The Toronto Stock Exchange (TSX) has issued a staff notice (the "Staff Notice") providing guidance on pricing prospectus offerings and private placements where an issuer possesses material undisclosed information.

The TSX generally requires private placements and prospectus offerings to be priced at "market price" less an allowable discount. Market price should reflect all material events, changes or announcements, which effectively means that issuers cannot price financings when in possession of material undisclosed information.

The TSX has historically allowed an exception to this restriction in circumstances where an undisclosed event would not occur without a financing agreement (the "Pricing Exception"). The Pricing Exception has been most commonly relied upon where the financing proceeds are used to fund an acquisition and the principal terms of the financing, including the price, are announced concurrently with the acquisition.
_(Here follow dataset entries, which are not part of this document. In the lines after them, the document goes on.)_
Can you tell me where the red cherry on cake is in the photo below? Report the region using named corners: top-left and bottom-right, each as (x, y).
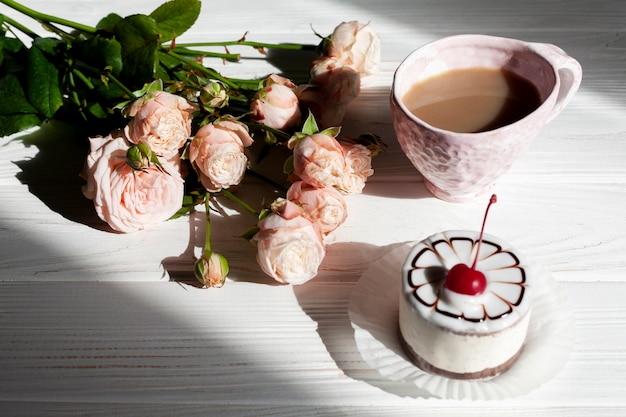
top-left (444, 194), bottom-right (497, 296)
top-left (444, 263), bottom-right (487, 295)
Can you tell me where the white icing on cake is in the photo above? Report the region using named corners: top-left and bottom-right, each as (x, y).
top-left (399, 230), bottom-right (533, 378)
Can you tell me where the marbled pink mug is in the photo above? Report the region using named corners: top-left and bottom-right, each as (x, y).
top-left (390, 34), bottom-right (582, 202)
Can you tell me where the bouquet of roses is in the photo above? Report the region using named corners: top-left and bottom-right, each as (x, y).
top-left (0, 0), bottom-right (383, 286)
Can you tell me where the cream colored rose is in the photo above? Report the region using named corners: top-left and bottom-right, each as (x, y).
top-left (254, 199), bottom-right (326, 285)
top-left (325, 21), bottom-right (380, 86)
top-left (250, 74), bottom-right (302, 131)
top-left (339, 142), bottom-right (374, 194)
top-left (290, 133), bottom-right (347, 190)
top-left (286, 181), bottom-right (347, 235)
top-left (188, 120), bottom-right (254, 192)
top-left (82, 131), bottom-right (184, 233)
top-left (125, 91), bottom-right (196, 156)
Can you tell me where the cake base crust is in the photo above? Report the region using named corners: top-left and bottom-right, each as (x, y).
top-left (399, 327), bottom-right (525, 380)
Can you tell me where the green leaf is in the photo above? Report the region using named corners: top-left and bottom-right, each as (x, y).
top-left (87, 102), bottom-right (108, 119)
top-left (0, 113), bottom-right (42, 136)
top-left (150, 0), bottom-right (201, 43)
top-left (113, 14), bottom-right (161, 88)
top-left (96, 13), bottom-right (123, 33)
top-left (0, 74), bottom-right (39, 115)
top-left (26, 45), bottom-right (63, 119)
top-left (0, 59), bottom-right (42, 136)
top-left (157, 49), bottom-right (182, 70)
top-left (1, 36), bottom-right (24, 55)
top-left (32, 37), bottom-right (60, 55)
top-left (78, 35), bottom-right (123, 75)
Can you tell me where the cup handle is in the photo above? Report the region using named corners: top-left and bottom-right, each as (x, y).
top-left (529, 43), bottom-right (583, 123)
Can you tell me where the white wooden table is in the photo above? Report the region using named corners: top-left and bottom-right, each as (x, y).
top-left (1, 0), bottom-right (625, 415)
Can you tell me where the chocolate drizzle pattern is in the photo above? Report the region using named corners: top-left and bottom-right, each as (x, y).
top-left (407, 236), bottom-right (527, 323)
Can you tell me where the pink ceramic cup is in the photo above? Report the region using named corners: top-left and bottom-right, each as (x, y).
top-left (390, 34), bottom-right (582, 202)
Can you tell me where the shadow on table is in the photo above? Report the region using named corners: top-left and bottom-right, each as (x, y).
top-left (10, 121), bottom-right (112, 231)
top-left (0, 231), bottom-right (334, 416)
top-left (293, 240), bottom-right (434, 399)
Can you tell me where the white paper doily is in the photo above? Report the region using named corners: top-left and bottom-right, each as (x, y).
top-left (348, 243), bottom-right (575, 400)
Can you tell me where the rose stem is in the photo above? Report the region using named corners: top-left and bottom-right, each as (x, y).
top-left (0, 0), bottom-right (97, 34)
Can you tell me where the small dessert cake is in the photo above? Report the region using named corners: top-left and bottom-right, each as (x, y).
top-left (399, 230), bottom-right (532, 379)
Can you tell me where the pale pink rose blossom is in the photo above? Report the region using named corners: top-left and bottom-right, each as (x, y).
top-left (324, 21), bottom-right (380, 86)
top-left (188, 119), bottom-right (254, 192)
top-left (290, 133), bottom-right (347, 190)
top-left (254, 199), bottom-right (326, 285)
top-left (125, 91), bottom-right (196, 156)
top-left (339, 142), bottom-right (374, 194)
top-left (82, 131), bottom-right (185, 233)
top-left (250, 74), bottom-right (302, 131)
top-left (309, 59), bottom-right (361, 104)
top-left (286, 181), bottom-right (347, 235)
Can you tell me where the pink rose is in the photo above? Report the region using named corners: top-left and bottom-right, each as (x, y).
top-left (125, 91), bottom-right (196, 156)
top-left (188, 119), bottom-right (254, 192)
top-left (324, 21), bottom-right (380, 86)
top-left (250, 74), bottom-right (302, 131)
top-left (286, 181), bottom-right (347, 235)
top-left (309, 59), bottom-right (361, 104)
top-left (290, 133), bottom-right (347, 190)
top-left (82, 131), bottom-right (184, 233)
top-left (254, 199), bottom-right (326, 285)
top-left (339, 142), bottom-right (374, 194)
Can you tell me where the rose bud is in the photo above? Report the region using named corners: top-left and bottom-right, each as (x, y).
top-left (200, 81), bottom-right (229, 112)
top-left (250, 74), bottom-right (302, 131)
top-left (194, 252), bottom-right (229, 288)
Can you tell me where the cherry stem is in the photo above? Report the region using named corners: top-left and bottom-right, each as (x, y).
top-left (471, 194), bottom-right (498, 270)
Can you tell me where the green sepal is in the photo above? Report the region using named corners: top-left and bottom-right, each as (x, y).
top-left (301, 110), bottom-right (319, 135)
top-left (133, 79), bottom-right (164, 98)
top-left (126, 143), bottom-right (168, 174)
top-left (239, 225), bottom-right (260, 242)
top-left (320, 126), bottom-right (341, 137)
top-left (282, 154), bottom-right (294, 175)
top-left (258, 207), bottom-right (272, 221)
top-left (170, 191), bottom-right (203, 219)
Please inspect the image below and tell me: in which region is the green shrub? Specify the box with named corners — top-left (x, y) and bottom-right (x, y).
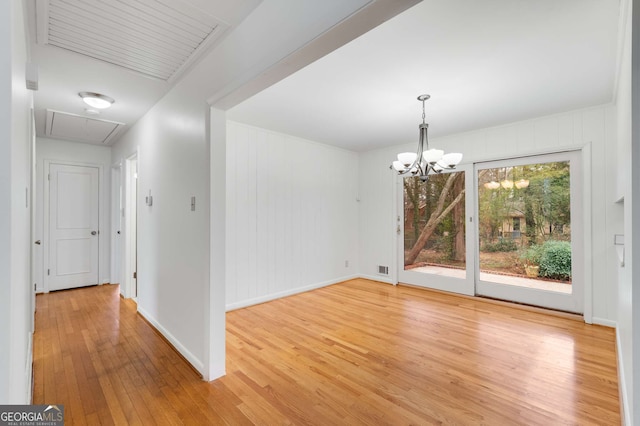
top-left (539, 240), bottom-right (572, 280)
top-left (520, 244), bottom-right (544, 266)
top-left (484, 238), bottom-right (518, 253)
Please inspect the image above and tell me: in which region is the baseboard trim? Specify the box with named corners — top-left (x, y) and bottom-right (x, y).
top-left (357, 274), bottom-right (394, 285)
top-left (592, 317), bottom-right (617, 328)
top-left (136, 306), bottom-right (204, 378)
top-left (226, 274), bottom-right (359, 311)
top-left (207, 365), bottom-right (226, 382)
top-left (616, 328), bottom-right (631, 425)
top-left (26, 332), bottom-right (33, 404)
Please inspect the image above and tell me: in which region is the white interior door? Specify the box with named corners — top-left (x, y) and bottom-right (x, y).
top-left (397, 165), bottom-right (475, 295)
top-left (48, 164), bottom-right (99, 291)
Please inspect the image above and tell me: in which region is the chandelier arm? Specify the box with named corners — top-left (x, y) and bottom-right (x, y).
top-left (416, 124), bottom-right (428, 175)
top-left (402, 123), bottom-right (426, 175)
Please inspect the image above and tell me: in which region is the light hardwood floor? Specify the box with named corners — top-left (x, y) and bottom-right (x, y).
top-left (33, 279), bottom-right (620, 425)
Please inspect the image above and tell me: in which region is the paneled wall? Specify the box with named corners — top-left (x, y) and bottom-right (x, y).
top-left (226, 122), bottom-right (358, 310)
top-left (359, 104), bottom-right (618, 324)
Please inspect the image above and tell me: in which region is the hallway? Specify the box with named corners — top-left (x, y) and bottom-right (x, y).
top-left (33, 284), bottom-right (229, 424)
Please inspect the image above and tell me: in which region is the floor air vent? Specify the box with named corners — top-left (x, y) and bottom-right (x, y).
top-left (378, 265), bottom-right (389, 275)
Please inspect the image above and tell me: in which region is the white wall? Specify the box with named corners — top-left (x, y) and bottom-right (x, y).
top-left (614, 0), bottom-right (633, 423)
top-left (111, 88), bottom-right (210, 377)
top-left (35, 137), bottom-right (112, 292)
top-left (225, 122), bottom-right (359, 310)
top-left (0, 1), bottom-right (34, 403)
top-left (359, 104), bottom-right (619, 324)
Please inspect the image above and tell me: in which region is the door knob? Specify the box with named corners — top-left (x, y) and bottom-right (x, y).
top-left (91, 231), bottom-right (97, 235)
top-left (34, 240), bottom-right (41, 245)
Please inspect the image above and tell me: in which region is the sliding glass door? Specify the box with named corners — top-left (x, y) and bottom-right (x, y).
top-left (396, 151), bottom-right (583, 314)
top-left (397, 165), bottom-right (474, 295)
top-left (475, 152), bottom-right (583, 313)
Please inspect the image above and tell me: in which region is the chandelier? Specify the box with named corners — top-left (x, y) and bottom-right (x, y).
top-left (392, 95), bottom-right (462, 181)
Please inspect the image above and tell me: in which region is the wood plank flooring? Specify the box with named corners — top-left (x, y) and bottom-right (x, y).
top-left (33, 279), bottom-right (620, 425)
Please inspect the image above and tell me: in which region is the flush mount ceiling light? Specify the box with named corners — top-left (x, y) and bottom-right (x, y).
top-left (391, 95), bottom-right (462, 181)
top-left (79, 92), bottom-right (114, 109)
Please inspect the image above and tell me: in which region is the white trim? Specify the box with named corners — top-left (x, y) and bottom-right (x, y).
top-left (25, 332), bottom-right (33, 404)
top-left (137, 306), bottom-right (205, 376)
top-left (392, 165), bottom-right (400, 285)
top-left (226, 275), bottom-right (359, 312)
top-left (124, 153), bottom-right (138, 299)
top-left (582, 144), bottom-right (593, 324)
top-left (591, 317), bottom-right (617, 328)
top-left (616, 328), bottom-right (631, 426)
top-left (358, 274), bottom-right (394, 285)
top-left (110, 162), bottom-right (122, 288)
top-left (42, 159), bottom-right (103, 293)
top-left (208, 108), bottom-right (226, 382)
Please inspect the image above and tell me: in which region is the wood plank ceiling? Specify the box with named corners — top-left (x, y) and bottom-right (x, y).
top-left (45, 0), bottom-right (225, 81)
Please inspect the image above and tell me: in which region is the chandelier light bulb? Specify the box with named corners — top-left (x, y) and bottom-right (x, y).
top-left (515, 179), bottom-right (530, 189)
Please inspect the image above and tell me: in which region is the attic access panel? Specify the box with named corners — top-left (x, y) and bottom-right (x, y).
top-left (39, 0), bottom-right (228, 81)
top-left (45, 110), bottom-right (125, 145)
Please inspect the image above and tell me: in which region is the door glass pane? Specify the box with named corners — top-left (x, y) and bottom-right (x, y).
top-left (477, 162), bottom-right (572, 293)
top-left (403, 172), bottom-right (466, 278)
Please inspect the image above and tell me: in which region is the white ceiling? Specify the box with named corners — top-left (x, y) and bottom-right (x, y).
top-left (227, 0), bottom-right (621, 152)
top-left (27, 0), bottom-right (262, 145)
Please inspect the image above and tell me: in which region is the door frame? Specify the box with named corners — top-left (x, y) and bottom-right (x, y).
top-left (473, 150), bottom-right (585, 314)
top-left (111, 161), bottom-right (123, 290)
top-left (395, 164), bottom-right (476, 296)
top-left (124, 153), bottom-right (138, 299)
top-left (43, 160), bottom-right (103, 293)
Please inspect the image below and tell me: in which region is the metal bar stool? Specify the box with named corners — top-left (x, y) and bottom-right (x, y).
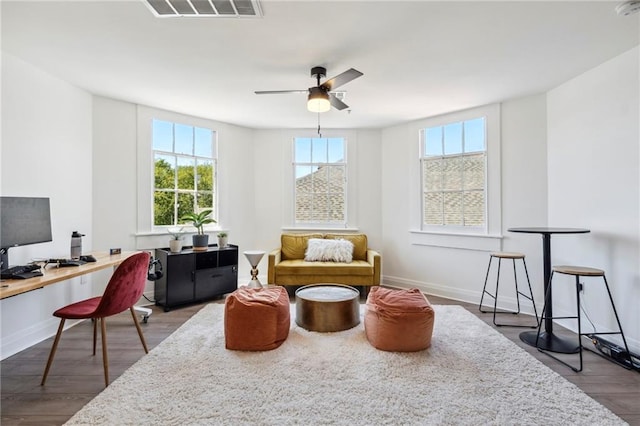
top-left (536, 265), bottom-right (633, 372)
top-left (479, 252), bottom-right (539, 327)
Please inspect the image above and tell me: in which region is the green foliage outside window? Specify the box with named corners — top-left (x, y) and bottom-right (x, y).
top-left (152, 119), bottom-right (216, 227)
top-left (154, 158), bottom-right (215, 226)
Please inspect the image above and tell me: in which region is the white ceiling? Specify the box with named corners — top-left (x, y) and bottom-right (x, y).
top-left (2, 1), bottom-right (638, 129)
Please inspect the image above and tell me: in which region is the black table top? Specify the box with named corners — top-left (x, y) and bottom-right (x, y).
top-left (508, 227), bottom-right (590, 235)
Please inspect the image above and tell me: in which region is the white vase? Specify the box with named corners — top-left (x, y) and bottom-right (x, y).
top-left (217, 236), bottom-right (228, 248)
top-left (169, 239), bottom-right (183, 253)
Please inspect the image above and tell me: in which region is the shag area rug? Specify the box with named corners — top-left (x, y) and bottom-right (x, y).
top-left (66, 304), bottom-right (625, 425)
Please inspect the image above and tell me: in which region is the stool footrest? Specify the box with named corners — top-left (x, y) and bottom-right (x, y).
top-left (479, 307), bottom-right (519, 315)
top-left (534, 269), bottom-right (632, 372)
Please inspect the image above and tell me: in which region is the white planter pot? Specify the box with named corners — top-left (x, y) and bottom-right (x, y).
top-left (217, 236), bottom-right (228, 248)
top-left (169, 239), bottom-right (183, 253)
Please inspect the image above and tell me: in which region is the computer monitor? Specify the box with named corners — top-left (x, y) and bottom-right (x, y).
top-left (0, 196), bottom-right (53, 268)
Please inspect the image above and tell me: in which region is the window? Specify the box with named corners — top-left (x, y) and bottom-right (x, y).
top-left (420, 117), bottom-right (486, 229)
top-left (293, 137), bottom-right (346, 224)
top-left (152, 119), bottom-right (217, 226)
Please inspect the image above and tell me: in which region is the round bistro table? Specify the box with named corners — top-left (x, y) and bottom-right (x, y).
top-left (508, 227), bottom-right (590, 353)
top-left (295, 284), bottom-right (360, 332)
The Staff Notice confirms that the TSX will continue to allow the Pricing Exception for acquisitions so long as the TSX is satisfied that the acquisition would not have been approved by the issuer's board of directors without also having entered into the financing agreement. Going forward, the TSX will generally require an officer's certificate confirming this fact. Where a listed issuer cannot provide the officer's certificate, it should consider announcing the material information before pricing a financing. The TSX also noted that, in exceptional circumstances, it may accept alternative submissions to support an issuer's use of the Pricing Exception.

The Staff Notice also identifies two circumstances where the TSX may not allow an issuer to use the Pricing Exception:

  • The net proceeds of the financing significantly exceed the cash consideration of the acquisition. The TSX notes that proceeds raised as a result of the Pricing Exception should generally only be used to fund the acquisition and related expenses. Where the proceeds of a financing exceed the cash consideration and applicable expenses for the acquisition by 30% or more, the TSX will generally conclude that the acquisition is not dependent on the financing and may require the issuer to: (a) reduce the gross proceeds of the financing to more closely align the acquisition and the financing; (b) price the financing after the acquisition has been disclosed; or (c) obtain security holder approval as a condition of the financing.
  • The financing provides for significant insider participation. The TSX will generally continue to allow insider participation in prospectus offerings up to pro rata holdings. The Pricing Exception may not be available where insider participation exceeds pro rata holdings.

While the Staff Notice generally codifies existing TSX practice for approving the pricing of private placements and public offerings, it highlights the importance of considering disclosure matters well in advance of pricing and announcing a financing.

The content of this article does not constitute legal advice and should not be relied on in that way. Specific advice should be sought about your specific circumstances.